Less soll zum Osteopathen

  • Hallo zusammen,

    ich komme gerade mit Less von der TÄ. Zurück eigentlich sollt es nur ein Routinebesuch sein. Zuerst das positive: Less ist organisch völlig in Ordnung! Seine Augen sind minimal getrübt, aber das ist altersbedingt (er ist 11 1/2 Jahre). Sein Herz ist auch top. Zähne sind auch super

    Nun zu Problem Nr. 1:
    Da unsere TÄ auch Homöopathin ist und ganzheitlich behandelt, hat sie auch gründlich nachgefragt, wie es ihm geht. Ich hab ihr dann erzählt wie sehr Less sich verändert hat und vor allem, dass nicht mehr gerne spazieren geht und Kontakt mit anderen Hunden meidet. Das ist so, seit der vor 18 Monaten kastriert wurde. Bei dieser TÄ bin ich erst seit einem halten Jahr. Daraufhin hat sie ihn neurologisch und orthopädisch untersucht. Die Gelenke selber sind alle in Ordnung. Lediglich die Kniescheiben knirschen ein wenig, was aber wohl normale Abnutzungserscheinungen sind.
    Der rechte Ellbogen, indem er laut alten TA eine Arthrose hat, ist ebenfalls schmerzfrei und das Gelenk ist auch nicht heiß oder geschwollen, obwohl er auf dem Bein humpelt! Als sie den Rücken abgetastet hat, hat sie festgestellt, dass die hintere Lendenwirbelsäule komplett verspannt ist, besonders die letzten beiden Wirbel vor der Rute. Sie vermutet, dass Less dort Verspannungen/Verrenkungen aufgrund der Lagerung bei der Kastration hat! Das Humpeln vorne rechts könnte auch davon kommen. Ebenso seine Bewegungsunlust. Außerdem würde er sich evetl. deshalb von anderen Hunden fernhalten, weil er Angst hätte, sie täten ihm weh. Das würde auch erklären, warum er in Haus und Garten durchaus noch tobt. Sie hat uns deshalb jetzt zu einem Osteopathen "überwiesen".
    Kann mir jemand mal genau sagen, was ein Osteopath macht? Hab bei google zwar einiges gefunden, aber irgendwie versteh ich das nicht. War jemand von euch mit seinem Hund schon mal bei einem? Hat es was gebracht?

    Problem Nr. 2:
    Seine Ernährung soll umgestellt werden! Wie genau, muss sie sich erst noch überlegen. Less' Stoffwechsel ist nach der Kastra wohl so runtergefahren, dass er mit normalen Futtern nicht wirklich klar kommt. Barfen/Kochen wäre am besten (das wollen meine Eltern aber nicht, bei denen Less unter der Woche ist). Ich soll jetzt erstmal sein TroFu weitergeben und parallel dazu frisches, wie Pansen mit Kartoffeln. Was ich positiv bei ihr fand, RC (was ihm der alte TA verabreichen wollte) wäre nichts für ihn und es gut, dass ich das nicht gefüttert hätte. Ich überlege ihn nun auf DoFu plus Kohlenhydrate umzustellen.

    Problem Nr. 3:
    Sollte der Osteopath keinen Erfolg haben, zieht sie in Erwägung, ihm ein lokales Anästetikum in den Rücken zu spritzen. Hat jemand Erfahrung mit solchen Sachen? Außerdem will sie dann auch mal versuchen, ihn mit homöopatischen Testosteron zu behandeln. Hat das schon mal jemand machen lassen? Mir war gänzlich unbekannt, dass es sowas überhaupt gibt.

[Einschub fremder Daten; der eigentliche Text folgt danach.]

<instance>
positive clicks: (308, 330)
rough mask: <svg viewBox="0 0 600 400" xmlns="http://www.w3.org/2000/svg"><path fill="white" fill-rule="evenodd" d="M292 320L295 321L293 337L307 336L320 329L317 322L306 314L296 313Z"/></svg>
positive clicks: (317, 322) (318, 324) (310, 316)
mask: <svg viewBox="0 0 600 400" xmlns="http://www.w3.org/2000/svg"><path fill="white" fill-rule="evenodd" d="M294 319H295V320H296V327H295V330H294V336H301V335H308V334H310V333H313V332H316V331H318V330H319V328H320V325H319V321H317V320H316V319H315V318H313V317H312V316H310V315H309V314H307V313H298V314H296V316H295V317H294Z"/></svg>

    LG Eva & danke fürs lesen

    EDIT: Problem Nr. 2 ist gelöst!

  • Hallo,
    ich kann Dir als Tierphysiotherapeutin nur zu Thema 1 Tipps geben. Es kann, muss aber nicht sein, dass die Beschwerden von einer Lagerung bei der Kastration kommen, die Ursache kann aber auch etwas völlig anderes sein - auf jeden Fall lassen sich viele der Symptome (nicht spielen wollen, Meiden anderer Hunde, Lahmheit) durchaus durch solch ein Ereignis erklären.

    Bei Verrenkungen oder Stauchungen im Wirbelsäulen-Bereich kann es zu minimalsten Verschiebungen der Wirbelkörper kommen, die so gering sind, dass sie röntgenologisch kaum erfaßbar sind, die aber dennoch Probleme bereiten. Durch die entstehenden Schmerzen verspannt sich die den betroffenen Bereich umgebende Muskulatur, um diesen Bereich "ruhig" zu halten, was aber auf Dauer ebenfalls Schmerzen verursacht.

    Wenn so ein Zustand sich über Monate entwickelt hat, ist der Einsatz eines Osteopathen nicht mehr wirklich sinnvoll - denn dann sind die Muskeln bereits so verkrampft (diese Verkrampfung löst sich auch nach Beheben der Ursache nicht von selbst), dass NACH eine osteopathischen Behandlung, in der die kleine Verschiebung/Verkantung der Wirbelkörper durch ganz gezielte Bewegungen und Handgriffe gelöst wird, die an den schmerzhaften Prozeß angepaßte Muskulatur die Wirbelkörper bei der kleinsten "dummen" Bewegung wieder in die "falsche" Position zurückziehen.

    Deshalb sollte der Ansatz bei bereits länger bestehenden Problemen der sein, dass zuerst die umgebende Muskulatur locker gemacht wird und DANN durch gezielte Bewegungen (egal ob durch Physiotherapeut oder Osteopath) die Wirbelkörper wieder in die richtige Lage gebracht werden. Danach kommt dann noch das gezielte Muskeltraining, um den Bereich auf Dauer stabil zu halten.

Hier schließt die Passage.